-
Notifications
You must be signed in to change notification settings - Fork 1.7k
Description
Description
Hi team, I follow this guide: https://docs.nvidia.com/deeplearning/triton-inference-server/user-guide/docs/client_guide/openai_readme.html#embedding-models to serve the "bge-large-zh-v1.5" model, link here:https://huggingface.co/BAAI/bge-large-zh-v1.5, and I try to send a single request it also works, but when I try to use aiperf to conduct the benchmark test, it faild, tips Input should be a valid string, so it seems like not support the list[str].
Triton Information
What version of Triton are you using?
nvcr.io/nvidia/tritonserver:26.01-vllm-python-py3
Are you using the Triton container or did you build it yourself?

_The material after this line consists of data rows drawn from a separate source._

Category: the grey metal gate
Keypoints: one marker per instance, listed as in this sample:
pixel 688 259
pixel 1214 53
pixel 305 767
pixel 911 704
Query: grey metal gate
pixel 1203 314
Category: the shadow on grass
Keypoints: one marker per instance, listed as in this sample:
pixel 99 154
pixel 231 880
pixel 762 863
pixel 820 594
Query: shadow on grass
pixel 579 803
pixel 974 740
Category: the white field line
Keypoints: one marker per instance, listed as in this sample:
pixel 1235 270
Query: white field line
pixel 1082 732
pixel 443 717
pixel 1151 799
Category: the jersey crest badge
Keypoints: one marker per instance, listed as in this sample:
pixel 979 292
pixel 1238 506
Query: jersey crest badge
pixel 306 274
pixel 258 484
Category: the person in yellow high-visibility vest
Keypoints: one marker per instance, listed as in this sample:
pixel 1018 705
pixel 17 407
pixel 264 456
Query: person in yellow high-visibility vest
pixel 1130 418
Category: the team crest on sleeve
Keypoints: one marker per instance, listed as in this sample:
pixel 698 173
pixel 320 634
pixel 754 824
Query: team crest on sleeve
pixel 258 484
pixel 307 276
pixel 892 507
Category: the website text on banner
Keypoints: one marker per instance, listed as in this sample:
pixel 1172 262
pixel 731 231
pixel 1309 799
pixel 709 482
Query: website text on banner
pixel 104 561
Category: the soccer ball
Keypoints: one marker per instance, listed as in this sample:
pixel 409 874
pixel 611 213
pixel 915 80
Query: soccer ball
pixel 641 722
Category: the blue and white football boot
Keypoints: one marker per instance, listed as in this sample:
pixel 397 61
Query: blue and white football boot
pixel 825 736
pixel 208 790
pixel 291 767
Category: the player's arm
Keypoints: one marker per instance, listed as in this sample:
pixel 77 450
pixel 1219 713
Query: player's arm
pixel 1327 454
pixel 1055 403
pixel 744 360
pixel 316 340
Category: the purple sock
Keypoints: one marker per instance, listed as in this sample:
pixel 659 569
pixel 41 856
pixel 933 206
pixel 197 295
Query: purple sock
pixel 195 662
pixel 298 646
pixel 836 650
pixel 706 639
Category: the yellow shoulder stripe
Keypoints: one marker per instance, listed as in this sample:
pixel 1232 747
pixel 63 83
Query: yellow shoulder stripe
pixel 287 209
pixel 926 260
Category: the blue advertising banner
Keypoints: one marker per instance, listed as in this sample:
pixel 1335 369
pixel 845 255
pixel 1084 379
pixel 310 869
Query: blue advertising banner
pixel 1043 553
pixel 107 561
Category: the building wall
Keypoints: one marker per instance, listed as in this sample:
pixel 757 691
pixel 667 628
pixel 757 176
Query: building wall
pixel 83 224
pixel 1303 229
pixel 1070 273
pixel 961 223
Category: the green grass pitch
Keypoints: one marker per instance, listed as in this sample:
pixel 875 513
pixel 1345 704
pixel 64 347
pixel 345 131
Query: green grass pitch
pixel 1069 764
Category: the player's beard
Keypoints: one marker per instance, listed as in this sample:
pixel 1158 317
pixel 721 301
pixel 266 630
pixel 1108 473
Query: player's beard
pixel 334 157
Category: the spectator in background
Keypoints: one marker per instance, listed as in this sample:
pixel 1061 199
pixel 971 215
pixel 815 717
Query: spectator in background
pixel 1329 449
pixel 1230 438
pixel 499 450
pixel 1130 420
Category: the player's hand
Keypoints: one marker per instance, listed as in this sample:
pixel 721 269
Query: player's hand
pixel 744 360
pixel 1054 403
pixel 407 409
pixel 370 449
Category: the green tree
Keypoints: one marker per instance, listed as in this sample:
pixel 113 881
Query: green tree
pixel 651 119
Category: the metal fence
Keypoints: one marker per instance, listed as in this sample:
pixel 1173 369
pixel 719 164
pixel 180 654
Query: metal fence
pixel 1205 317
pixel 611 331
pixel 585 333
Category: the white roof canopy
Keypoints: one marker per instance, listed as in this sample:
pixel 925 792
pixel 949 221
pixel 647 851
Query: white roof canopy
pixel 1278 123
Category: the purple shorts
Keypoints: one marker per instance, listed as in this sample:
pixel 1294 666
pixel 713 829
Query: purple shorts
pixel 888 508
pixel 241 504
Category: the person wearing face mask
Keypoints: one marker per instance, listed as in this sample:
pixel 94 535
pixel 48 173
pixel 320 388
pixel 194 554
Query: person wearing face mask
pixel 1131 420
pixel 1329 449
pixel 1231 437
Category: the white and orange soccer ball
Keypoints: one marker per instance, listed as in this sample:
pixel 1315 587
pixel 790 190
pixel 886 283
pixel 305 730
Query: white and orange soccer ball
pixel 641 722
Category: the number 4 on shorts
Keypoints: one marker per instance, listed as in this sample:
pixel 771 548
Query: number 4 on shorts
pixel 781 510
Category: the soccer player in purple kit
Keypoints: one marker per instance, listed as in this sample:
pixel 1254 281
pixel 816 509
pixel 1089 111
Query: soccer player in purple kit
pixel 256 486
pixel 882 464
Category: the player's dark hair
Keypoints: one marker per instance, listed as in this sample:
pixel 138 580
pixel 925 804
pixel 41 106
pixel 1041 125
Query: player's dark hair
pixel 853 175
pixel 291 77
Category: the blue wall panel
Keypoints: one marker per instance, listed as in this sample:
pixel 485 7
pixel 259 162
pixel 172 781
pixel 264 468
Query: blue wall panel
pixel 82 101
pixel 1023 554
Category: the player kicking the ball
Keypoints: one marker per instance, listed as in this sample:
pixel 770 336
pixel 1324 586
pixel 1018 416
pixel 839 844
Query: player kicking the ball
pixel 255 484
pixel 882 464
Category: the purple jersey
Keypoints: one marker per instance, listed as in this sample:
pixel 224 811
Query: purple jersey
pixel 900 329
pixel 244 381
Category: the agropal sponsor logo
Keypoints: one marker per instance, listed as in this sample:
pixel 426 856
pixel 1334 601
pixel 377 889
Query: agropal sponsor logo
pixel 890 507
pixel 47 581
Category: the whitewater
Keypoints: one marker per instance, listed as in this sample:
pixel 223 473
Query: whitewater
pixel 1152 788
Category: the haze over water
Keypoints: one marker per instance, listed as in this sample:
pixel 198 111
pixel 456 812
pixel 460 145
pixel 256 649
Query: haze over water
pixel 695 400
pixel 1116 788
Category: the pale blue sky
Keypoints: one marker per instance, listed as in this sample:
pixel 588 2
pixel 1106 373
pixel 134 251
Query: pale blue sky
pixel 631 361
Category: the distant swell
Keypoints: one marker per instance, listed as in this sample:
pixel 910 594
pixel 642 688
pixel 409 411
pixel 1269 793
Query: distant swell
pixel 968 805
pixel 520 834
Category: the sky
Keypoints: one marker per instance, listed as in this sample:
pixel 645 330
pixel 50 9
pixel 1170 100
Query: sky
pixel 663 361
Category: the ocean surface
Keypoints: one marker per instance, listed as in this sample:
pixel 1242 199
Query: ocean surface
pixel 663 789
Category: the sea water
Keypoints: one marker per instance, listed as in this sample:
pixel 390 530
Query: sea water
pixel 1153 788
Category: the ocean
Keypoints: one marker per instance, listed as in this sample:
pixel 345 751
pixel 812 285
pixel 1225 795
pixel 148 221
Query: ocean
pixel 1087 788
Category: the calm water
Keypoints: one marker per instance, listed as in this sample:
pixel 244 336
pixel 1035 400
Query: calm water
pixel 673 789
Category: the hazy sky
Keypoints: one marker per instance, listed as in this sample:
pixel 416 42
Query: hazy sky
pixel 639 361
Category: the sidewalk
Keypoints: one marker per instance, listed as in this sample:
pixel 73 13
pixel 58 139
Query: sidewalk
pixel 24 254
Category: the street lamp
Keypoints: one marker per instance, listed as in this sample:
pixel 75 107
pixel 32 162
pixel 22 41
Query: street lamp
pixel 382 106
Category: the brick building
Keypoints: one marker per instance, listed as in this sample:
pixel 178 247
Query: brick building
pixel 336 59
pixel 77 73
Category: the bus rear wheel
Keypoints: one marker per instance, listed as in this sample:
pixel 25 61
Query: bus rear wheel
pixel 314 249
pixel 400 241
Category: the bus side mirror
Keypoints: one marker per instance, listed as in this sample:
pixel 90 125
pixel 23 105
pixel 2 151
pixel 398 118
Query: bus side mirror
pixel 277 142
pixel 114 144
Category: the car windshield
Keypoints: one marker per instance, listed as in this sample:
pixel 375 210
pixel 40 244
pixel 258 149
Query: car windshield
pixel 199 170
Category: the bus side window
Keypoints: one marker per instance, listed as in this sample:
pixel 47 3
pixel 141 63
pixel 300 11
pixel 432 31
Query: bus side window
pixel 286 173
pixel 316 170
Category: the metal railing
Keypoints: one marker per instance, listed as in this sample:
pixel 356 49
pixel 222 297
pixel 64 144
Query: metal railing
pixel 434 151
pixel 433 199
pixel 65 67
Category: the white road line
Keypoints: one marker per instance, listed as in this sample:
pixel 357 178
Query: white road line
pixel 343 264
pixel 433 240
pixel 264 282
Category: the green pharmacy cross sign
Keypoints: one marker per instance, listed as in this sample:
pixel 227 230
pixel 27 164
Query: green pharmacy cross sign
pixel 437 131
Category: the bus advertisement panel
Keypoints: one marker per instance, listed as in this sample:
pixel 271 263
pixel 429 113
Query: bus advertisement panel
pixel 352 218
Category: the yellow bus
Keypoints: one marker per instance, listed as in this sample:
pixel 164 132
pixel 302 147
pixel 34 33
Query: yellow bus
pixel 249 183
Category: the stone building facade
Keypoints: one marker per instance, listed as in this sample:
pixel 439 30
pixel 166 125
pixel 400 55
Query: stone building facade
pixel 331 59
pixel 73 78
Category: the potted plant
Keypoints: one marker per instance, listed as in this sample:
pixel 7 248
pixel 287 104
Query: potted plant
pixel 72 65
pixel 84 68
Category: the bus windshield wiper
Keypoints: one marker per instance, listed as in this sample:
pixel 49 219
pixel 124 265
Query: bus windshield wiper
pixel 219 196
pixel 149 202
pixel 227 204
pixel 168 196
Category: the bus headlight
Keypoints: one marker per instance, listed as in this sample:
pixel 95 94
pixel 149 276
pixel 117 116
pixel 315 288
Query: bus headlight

nvcr.io/nvidia/tritonserver:26.01-vllm-python-py3
To Reproduce
Steps to reproduce the behavior.
I use the above image and create a deployment, command as below:
cd /opt/tritonserver/python/openai
python3 openai_frontend/main.py --model-repository xxx --openai-port 8000
Describe the models (framework, inputs, outputs), ideally include the model configuration file (if using an ensemble include the model configuration file for that as well).
model:BAAI/bge-large-zh-v1.5
config.pbtxt:
backend: "vllm"
instance_group [{kind: KIND_MODEL}]
model.json
{"model": "xxx","gpu_memory_utilization": 0.9}
Expected behavior
It should allow the list[str], its the openai specific.